On Behalf of | Apr 17, 2023 | Birth Injuries

Pregnant women often fear the worst when their labor starts. There are countless horror stories of births gone wrong and people left without necessary medical support during a very vulnerable time. Women and their partners put incredible amounts of trust in the healthcare professionals that provide obstetric services.

Both prenatal care and professional support during labor and delivery can increase someone’s chances of an optimal outcome. However, during a small number of birthing events each year, the actions of healthcare professionals directly contribute to a poor outcome for the mother and/or child. These are some of the relatively common ways in which medical professionals sometimes cause birth injuries instead of preventing them.
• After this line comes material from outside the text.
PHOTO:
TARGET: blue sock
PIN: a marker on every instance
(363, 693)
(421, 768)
1. They take unnecessary action

Labor is a natural process that most women’s bodies can manage without medical support. Given enough time and encouragement, they will usually eventually give birth to a healthy child. There are certainly cases in which intervention is necessary, but some healthcare professionals decide to try to speed up or finish labor due to considerations other than the best interest of the mother and her unborn child.

They might also recommend interventions that are inappropriate or even dangerous, like the off-label administration of drugs with warnings against using them during pregnancy. When doctors perform unnecessary interventions, make mistakes while intervening or make the wrong recommendation, the patient could suffer catastrophic consequences.
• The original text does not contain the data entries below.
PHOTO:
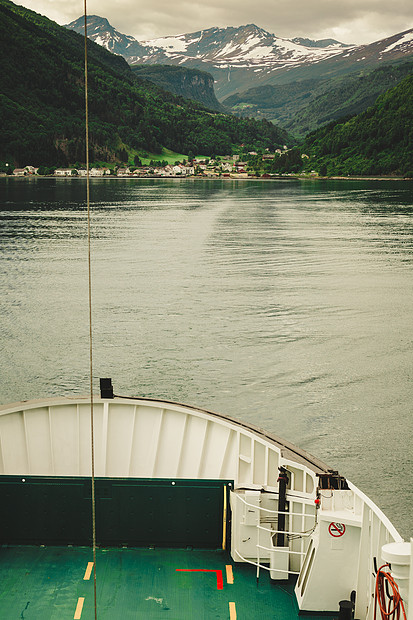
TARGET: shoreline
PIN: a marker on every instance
(287, 177)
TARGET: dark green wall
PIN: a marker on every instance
(133, 512)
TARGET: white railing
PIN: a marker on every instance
(293, 536)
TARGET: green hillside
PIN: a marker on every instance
(305, 105)
(182, 81)
(42, 103)
(377, 142)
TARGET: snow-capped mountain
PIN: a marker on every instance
(104, 34)
(246, 46)
(247, 56)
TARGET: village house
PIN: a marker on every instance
(123, 172)
(65, 172)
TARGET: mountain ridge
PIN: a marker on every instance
(246, 56)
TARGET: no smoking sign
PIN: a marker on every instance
(336, 529)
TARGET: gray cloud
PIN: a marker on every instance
(350, 21)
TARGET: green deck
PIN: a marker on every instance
(46, 583)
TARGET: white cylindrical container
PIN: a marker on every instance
(398, 555)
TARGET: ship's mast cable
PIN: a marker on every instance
(90, 318)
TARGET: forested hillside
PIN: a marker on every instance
(306, 105)
(182, 81)
(42, 103)
(377, 142)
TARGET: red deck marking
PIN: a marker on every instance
(220, 579)
(336, 529)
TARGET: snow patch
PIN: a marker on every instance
(407, 38)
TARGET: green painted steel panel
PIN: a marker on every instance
(46, 583)
(132, 512)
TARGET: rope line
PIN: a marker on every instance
(92, 442)
(390, 604)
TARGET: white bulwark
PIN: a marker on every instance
(331, 534)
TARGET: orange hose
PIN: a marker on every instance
(385, 604)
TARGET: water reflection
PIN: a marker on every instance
(287, 304)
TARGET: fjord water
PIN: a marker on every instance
(287, 304)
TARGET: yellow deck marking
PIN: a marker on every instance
(88, 571)
(230, 575)
(79, 608)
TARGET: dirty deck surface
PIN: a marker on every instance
(55, 583)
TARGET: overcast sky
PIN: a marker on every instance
(349, 21)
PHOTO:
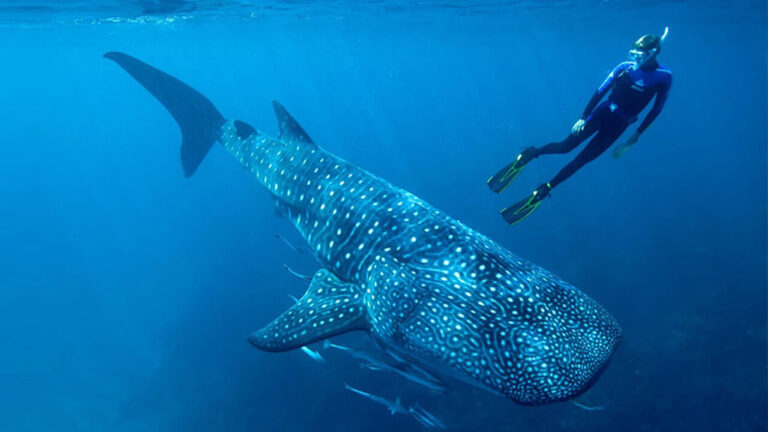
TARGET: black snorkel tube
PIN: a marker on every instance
(651, 57)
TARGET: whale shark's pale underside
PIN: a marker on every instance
(422, 284)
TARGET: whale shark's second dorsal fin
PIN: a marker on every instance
(290, 130)
(328, 308)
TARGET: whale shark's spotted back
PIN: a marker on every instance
(423, 284)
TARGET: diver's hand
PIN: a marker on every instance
(622, 148)
(578, 127)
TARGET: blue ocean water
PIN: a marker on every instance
(128, 291)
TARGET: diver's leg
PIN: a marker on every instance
(600, 143)
(559, 147)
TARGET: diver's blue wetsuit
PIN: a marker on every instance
(631, 91)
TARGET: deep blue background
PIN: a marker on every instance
(127, 291)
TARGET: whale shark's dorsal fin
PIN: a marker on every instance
(328, 308)
(290, 130)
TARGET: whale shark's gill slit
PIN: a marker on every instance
(244, 130)
(196, 116)
(328, 308)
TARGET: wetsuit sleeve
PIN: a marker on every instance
(603, 89)
(658, 105)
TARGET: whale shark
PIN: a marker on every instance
(423, 285)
2. They don’t take action when they should

Hospitals typically monitor the heart rate of the mother and her unborn child during the labor process so that they can intervene quickly if the infant displays signs of distress. Improper monitoring or failing to take action despite noticeable signs of distress, like dark meconium in the waters after rupturing the amniotic sac, might lead to tragic and ultimately preventable birth injuries.

Those who provide support for pregnant women should do their best to monitor the progress of labor and recognize when interventions are necessary for the safety of the mother or child. They should also adhere to best practices for the profession, including using the recommended procedures and medications to facilitate a safe birth.

Recognizing when healthcare providers may have contributed to or caused birth injuries can help new parents take appropriate legal action with the assistance of a legal professional after a medical tragedy.